Sepuluh menit kemudian, pemuda yang sama berdiri kemudian berkata, “Tetua, sungguhlah kau telah merendahkan harga diri orang-orang di sini. Kami tak ingin berbicara lebih banyak lagi. Beberapa hari kedepan, kami akan mengambil apa yang telah dirampas dari kita. Mengapa Tetua tiba-tiba menjadi amnesia dengan pesan ini: “Jagalah tanah ini, karena kelak ketakutan pada rasa lapar-lah yang akan merebut tanah ini dan manusia akan saling membunuh satu dan lainnya”? Kami akan melakukannya.”

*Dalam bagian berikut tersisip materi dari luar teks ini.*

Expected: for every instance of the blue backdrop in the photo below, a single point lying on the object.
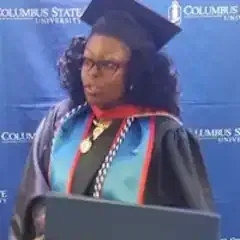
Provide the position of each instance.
(33, 34)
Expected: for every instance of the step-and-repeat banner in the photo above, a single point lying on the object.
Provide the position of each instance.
(33, 34)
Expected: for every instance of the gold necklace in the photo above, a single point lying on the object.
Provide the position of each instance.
(100, 127)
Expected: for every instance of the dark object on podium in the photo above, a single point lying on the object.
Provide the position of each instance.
(80, 218)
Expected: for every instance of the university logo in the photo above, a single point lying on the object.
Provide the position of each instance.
(16, 137)
(219, 135)
(178, 12)
(175, 12)
(46, 15)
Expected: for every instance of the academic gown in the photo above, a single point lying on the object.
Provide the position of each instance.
(175, 177)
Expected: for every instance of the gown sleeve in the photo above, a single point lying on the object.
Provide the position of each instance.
(27, 220)
(184, 177)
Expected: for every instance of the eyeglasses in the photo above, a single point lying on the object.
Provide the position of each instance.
(103, 66)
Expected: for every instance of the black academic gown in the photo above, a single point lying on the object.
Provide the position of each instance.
(175, 177)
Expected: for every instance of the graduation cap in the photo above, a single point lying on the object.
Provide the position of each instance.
(156, 27)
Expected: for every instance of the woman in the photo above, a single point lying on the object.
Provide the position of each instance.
(118, 136)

Pemuda itu bergegas pergi dan pemuda lainnya mengikuti.
***
Sungai Seruyan berwarna cokelat-keemasan dan membentang ratusan kilometer, dimulai dari Pegunungan Schwaner kemudian dilumat habis Laut Jawa tanpa erangan. Di langit, awan bergerak malas seperti para buruh yang kehilangan jam lemburnya dan sinar matahari seperti kesetanan menyengat kulit mereka tanpa ampun. Sekali lagi, tanpa ampun.

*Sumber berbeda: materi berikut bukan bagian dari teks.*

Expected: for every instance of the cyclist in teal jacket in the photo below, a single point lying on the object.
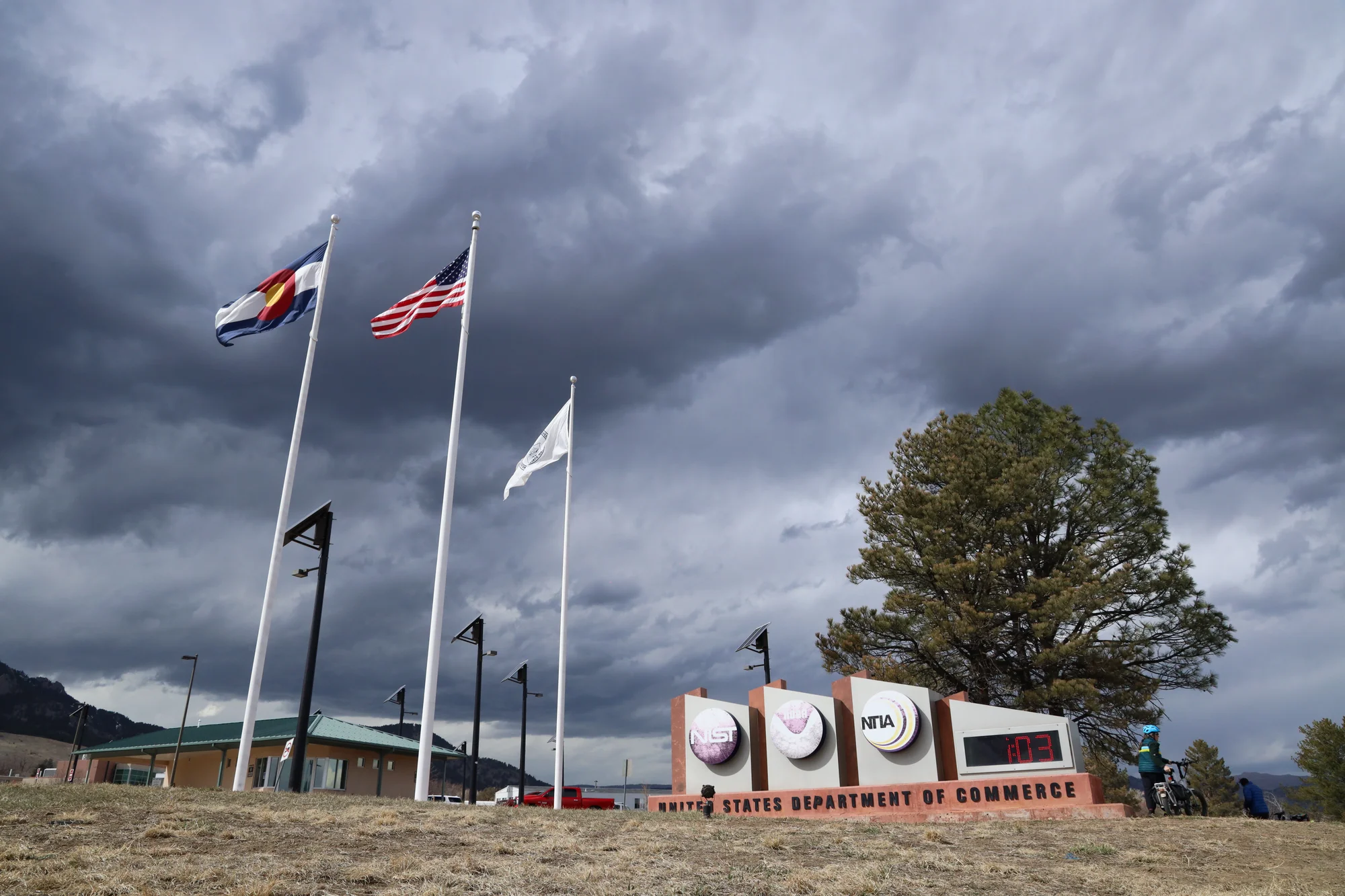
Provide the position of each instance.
(1151, 764)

Suatu waktu, terjadi semacam pesta yang besar dan meriah. Orang-orang berduyun memenuhi seantero jalan perkebunan: mereka membentu barisan yang padat semacam itulah hari terakhir mereka. Di sisi jalan yang lain, letupan senapan seperti menemukan kenikmatannya sendiri. Orang-orang lari berhamburan: ada yang masuk ke dalam selokan dan ada pula yang bersembunyi di balik pohon sawit. Sialnya, tiga orang tertembak dan satu orang mati—pemuda yang berdebat dengan seorang tetua beberapa hari lalu.
Ia mati. Peluru tajam menembus dadanya yang kurus.

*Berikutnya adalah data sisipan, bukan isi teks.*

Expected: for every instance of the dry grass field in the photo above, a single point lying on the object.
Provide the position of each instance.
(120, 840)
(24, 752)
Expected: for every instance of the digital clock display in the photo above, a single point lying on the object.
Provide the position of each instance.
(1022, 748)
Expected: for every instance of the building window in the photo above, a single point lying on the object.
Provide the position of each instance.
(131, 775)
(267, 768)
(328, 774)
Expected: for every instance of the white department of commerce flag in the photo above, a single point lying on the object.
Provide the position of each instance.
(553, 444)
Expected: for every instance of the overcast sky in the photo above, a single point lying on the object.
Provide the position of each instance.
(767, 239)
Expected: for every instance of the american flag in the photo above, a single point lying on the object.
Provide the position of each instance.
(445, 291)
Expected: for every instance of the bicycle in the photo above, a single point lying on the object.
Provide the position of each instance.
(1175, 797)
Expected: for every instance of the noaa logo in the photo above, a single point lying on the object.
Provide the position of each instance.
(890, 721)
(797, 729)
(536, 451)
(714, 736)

Tak bisa tidak. Pemilik kebun telah membayar anjing-anjing cokelat lengkap dengan M16 mereka. Oh, Sungai Seruyan akan tetap mengalir. Kesiur angin membawa bau amis darah dan debu jalan merah ke suatu tempat yang jauh. Dan, seperti matahari yang bersinar kesetanan, suara letupan senapan akan membawa siapa saja yang berani maju.
Demikianlah, orang-orang itu telah menemukan jalan kematian mereka.
Dan di bulan yang sama, di sebuah beranda rumah kayu yang mulai lapuk dimamah sinar matahari dan waktu, seorang perempuan paruh baya duduk termangu memangku dagu. Sepasang matanya yang sembab dan sendu terpaku pada kepakan sayap seekor kupu-kupu yang rapuh. Bayangan bagaimana anak lelakinya yang Ia beri nama Gijik suatu waktu berlari-lari sepulang sekolah dan mengatakan bahwa Ia berhasil menghafal Pancasila, tiba-tiba muncul di benaknya. Gijik pernah bertanya: “Keadilan seperti apakah yang baik untuk kita, Bu?” Ia hanya tersenyum. Dan, betapa hancur perasaannya, ketika orang-orang membawa Gijik ke beranda rumahnya sebagai mayat yang kalah dengan lima butir selongsong peluru dan beberapa botol miras di pos jaga.
Ia menangis tak bersuara.
Dan kematian Gijik membuat orang-orang Bangkal teringat ini: “Mereka menyebut tanah ini ‘tanah liar’ dan mengatakan kita sebagai manusia berhati domba yang lembut. Kemudian kita diberadabkan dan dikampungkan. Jepang sudah habis. NICA sudah habis. Tanah ini tetap saja disebut tanah liar. Apakah kita tetap berhati domba yang lembut? Oh, bahkan bulan pun enggan muncul di langit kita malam ini,” Kata seorang tetua, menutup tengah malam sembari memadamkan api unggun dan membawa cucu-cucunya masuk ke dalam rumah betang.
Begitulah.
Sungai tetap mengalir dan angin tetap berhembus.